Much of the credit must go to Gerstein, the choir’s effervescent conductor. “She’s just been great through the whole process, really excited and into it and full of great ideas," Ford says. "With the live show, we had to reverse engineer our album as we always end up having to do, so we built the live show in terms of our equipment and our rig, and did the rehearsal, and then sent her the rough rehearsals earlier in the year. She went away and totally rehearsed the choir to this structure and made this amazing big diagram of how it all fits together, she really went there!”

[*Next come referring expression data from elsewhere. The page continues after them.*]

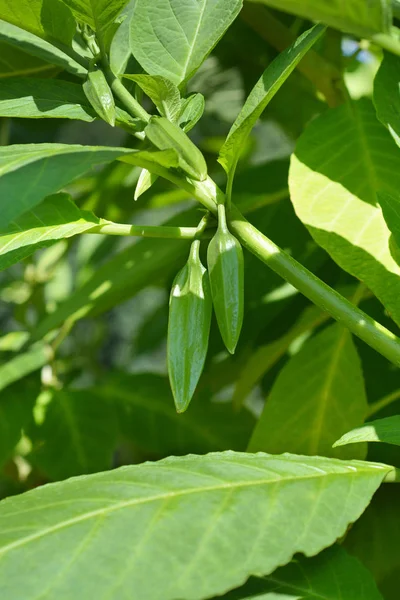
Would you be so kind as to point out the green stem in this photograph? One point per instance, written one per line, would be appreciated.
(324, 75)
(358, 322)
(131, 105)
(167, 232)
(383, 403)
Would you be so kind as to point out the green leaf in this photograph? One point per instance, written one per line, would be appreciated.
(150, 421)
(342, 159)
(55, 218)
(332, 575)
(24, 364)
(16, 411)
(353, 16)
(25, 42)
(387, 94)
(77, 434)
(266, 356)
(177, 510)
(29, 172)
(171, 38)
(315, 397)
(192, 109)
(100, 15)
(37, 98)
(382, 430)
(162, 92)
(374, 540)
(15, 63)
(272, 79)
(123, 276)
(390, 206)
(48, 19)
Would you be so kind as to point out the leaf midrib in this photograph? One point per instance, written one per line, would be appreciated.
(168, 495)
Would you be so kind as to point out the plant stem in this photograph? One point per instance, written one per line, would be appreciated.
(358, 322)
(131, 105)
(383, 403)
(324, 75)
(184, 233)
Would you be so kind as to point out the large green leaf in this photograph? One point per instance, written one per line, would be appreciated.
(28, 43)
(29, 172)
(100, 15)
(77, 434)
(57, 217)
(150, 421)
(172, 38)
(266, 356)
(374, 539)
(194, 526)
(332, 575)
(387, 94)
(265, 89)
(353, 16)
(342, 159)
(317, 394)
(49, 19)
(137, 266)
(382, 430)
(15, 63)
(38, 98)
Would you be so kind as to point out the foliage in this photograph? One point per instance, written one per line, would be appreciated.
(168, 368)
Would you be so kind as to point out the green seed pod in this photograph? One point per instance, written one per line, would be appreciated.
(166, 136)
(100, 96)
(226, 268)
(190, 310)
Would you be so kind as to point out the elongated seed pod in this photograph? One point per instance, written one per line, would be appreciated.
(226, 269)
(190, 310)
(100, 96)
(166, 136)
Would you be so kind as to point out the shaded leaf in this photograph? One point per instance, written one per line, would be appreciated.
(171, 38)
(332, 575)
(38, 98)
(192, 109)
(353, 16)
(150, 421)
(15, 63)
(382, 430)
(272, 79)
(16, 411)
(317, 394)
(387, 94)
(180, 504)
(374, 540)
(122, 277)
(49, 19)
(36, 46)
(342, 159)
(25, 363)
(162, 92)
(55, 218)
(77, 434)
(29, 172)
(100, 15)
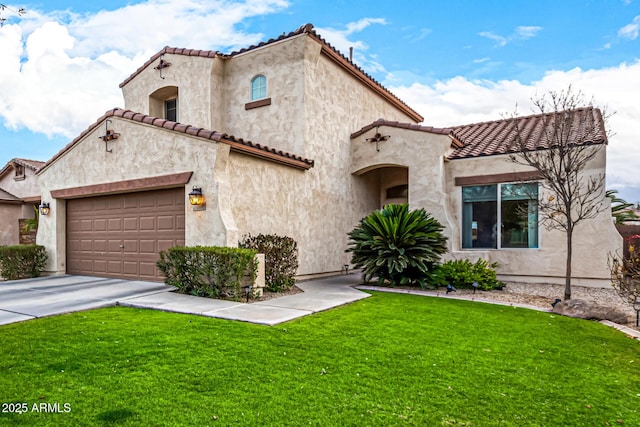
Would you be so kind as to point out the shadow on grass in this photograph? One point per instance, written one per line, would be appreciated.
(115, 416)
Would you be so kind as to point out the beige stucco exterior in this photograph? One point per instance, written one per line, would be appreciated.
(432, 187)
(27, 192)
(316, 100)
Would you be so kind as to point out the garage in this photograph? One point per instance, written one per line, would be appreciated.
(121, 235)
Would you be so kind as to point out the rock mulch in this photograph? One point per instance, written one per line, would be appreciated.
(542, 295)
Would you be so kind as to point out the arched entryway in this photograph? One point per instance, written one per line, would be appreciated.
(386, 184)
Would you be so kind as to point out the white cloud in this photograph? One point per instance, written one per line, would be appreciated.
(461, 101)
(341, 40)
(60, 72)
(500, 41)
(523, 32)
(630, 31)
(527, 32)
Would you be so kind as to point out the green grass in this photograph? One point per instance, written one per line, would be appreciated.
(387, 360)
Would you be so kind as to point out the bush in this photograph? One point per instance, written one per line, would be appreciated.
(463, 273)
(625, 274)
(22, 261)
(280, 259)
(214, 272)
(397, 246)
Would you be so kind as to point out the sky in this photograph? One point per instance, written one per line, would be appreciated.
(455, 62)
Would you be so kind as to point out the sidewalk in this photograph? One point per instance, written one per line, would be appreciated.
(318, 295)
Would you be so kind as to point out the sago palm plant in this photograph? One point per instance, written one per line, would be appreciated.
(397, 246)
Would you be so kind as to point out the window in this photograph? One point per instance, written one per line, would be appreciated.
(171, 109)
(18, 172)
(258, 87)
(398, 192)
(513, 206)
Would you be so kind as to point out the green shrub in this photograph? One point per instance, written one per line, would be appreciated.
(397, 246)
(280, 259)
(463, 273)
(214, 272)
(22, 261)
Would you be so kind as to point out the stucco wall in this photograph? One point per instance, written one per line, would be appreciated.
(21, 188)
(142, 151)
(281, 124)
(423, 154)
(193, 77)
(593, 239)
(315, 107)
(10, 213)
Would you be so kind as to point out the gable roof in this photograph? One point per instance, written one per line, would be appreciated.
(327, 49)
(498, 137)
(5, 196)
(237, 144)
(401, 125)
(34, 165)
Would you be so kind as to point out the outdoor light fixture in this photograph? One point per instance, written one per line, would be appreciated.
(247, 291)
(195, 197)
(44, 209)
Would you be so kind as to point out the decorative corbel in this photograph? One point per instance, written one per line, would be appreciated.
(109, 135)
(161, 65)
(377, 138)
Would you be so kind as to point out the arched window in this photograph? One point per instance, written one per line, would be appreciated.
(258, 87)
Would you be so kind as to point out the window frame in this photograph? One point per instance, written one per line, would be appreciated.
(166, 109)
(19, 172)
(499, 213)
(259, 83)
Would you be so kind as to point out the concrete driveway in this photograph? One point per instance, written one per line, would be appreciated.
(47, 296)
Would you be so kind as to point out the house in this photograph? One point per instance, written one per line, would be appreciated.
(283, 137)
(19, 195)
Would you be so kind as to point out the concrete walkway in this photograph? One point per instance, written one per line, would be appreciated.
(318, 295)
(47, 296)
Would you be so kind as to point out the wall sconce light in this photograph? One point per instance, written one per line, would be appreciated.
(196, 198)
(44, 209)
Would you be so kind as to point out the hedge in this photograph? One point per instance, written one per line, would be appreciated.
(22, 261)
(280, 259)
(209, 271)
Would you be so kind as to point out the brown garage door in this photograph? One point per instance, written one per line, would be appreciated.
(120, 235)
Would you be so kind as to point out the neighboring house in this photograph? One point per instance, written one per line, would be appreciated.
(284, 137)
(19, 194)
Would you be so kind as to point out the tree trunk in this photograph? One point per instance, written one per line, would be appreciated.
(567, 279)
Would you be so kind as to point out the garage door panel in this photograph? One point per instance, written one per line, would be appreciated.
(130, 268)
(148, 223)
(115, 224)
(166, 223)
(131, 246)
(164, 245)
(131, 224)
(99, 225)
(114, 267)
(148, 247)
(100, 245)
(121, 235)
(97, 266)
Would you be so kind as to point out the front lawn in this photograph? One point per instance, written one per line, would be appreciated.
(388, 360)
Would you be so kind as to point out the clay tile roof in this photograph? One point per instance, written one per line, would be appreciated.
(498, 137)
(171, 50)
(5, 196)
(308, 29)
(34, 165)
(401, 125)
(237, 144)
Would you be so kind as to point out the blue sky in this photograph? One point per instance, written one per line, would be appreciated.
(455, 62)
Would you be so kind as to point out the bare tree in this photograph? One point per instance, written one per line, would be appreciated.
(559, 144)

Simian Mobile Disco by Mike Massaro

“She’s got such great wisdom for dealing with them,” he enthuses. “I’d play a chord and she’d immediately nominate different sections to do different notes. There was a load of rehearsing for the recording and for the live show, she put a lot into it and that made the whole thing work. Without that it could have just not been anything. Really we just did those two days recording then took it away to Jas’ studio, editing it all down.

"One of the things we got really excited by was that we managed to find a way to take the sort of slightly loose and improvised stuff that they’d been doing but extract different notes from it. We had all of this information to feed back into our synths. We managed to find a way for us to make our electronics follow the vocals and really shadow them and almost make it imperceptible which is a vocal and which is a process or a synthesizer. It was really fun to work on, and we incorporated a bit of live percussion that we wouldn’t have done normally. It all just came together so easily.”

The immediate future for Simian Mobile Disco is - for now - unclear. Whatever the next stage, however, in Murmurations and its singular live show the band have delivered a rounded, conclusive piece of work, arguably the zenith of their career so far. “It’s come into a really nice, complete circle," Ford explains. "What we intended to do was just to make a record with a choir, enjoy doing it, push ourselves into an area we hadn’t gone before, and do some shows that were a spectacle. It’s not out yet, but already for us this has been a successful album. We had an idea, we chased the idea and it turned into something we’re proud of."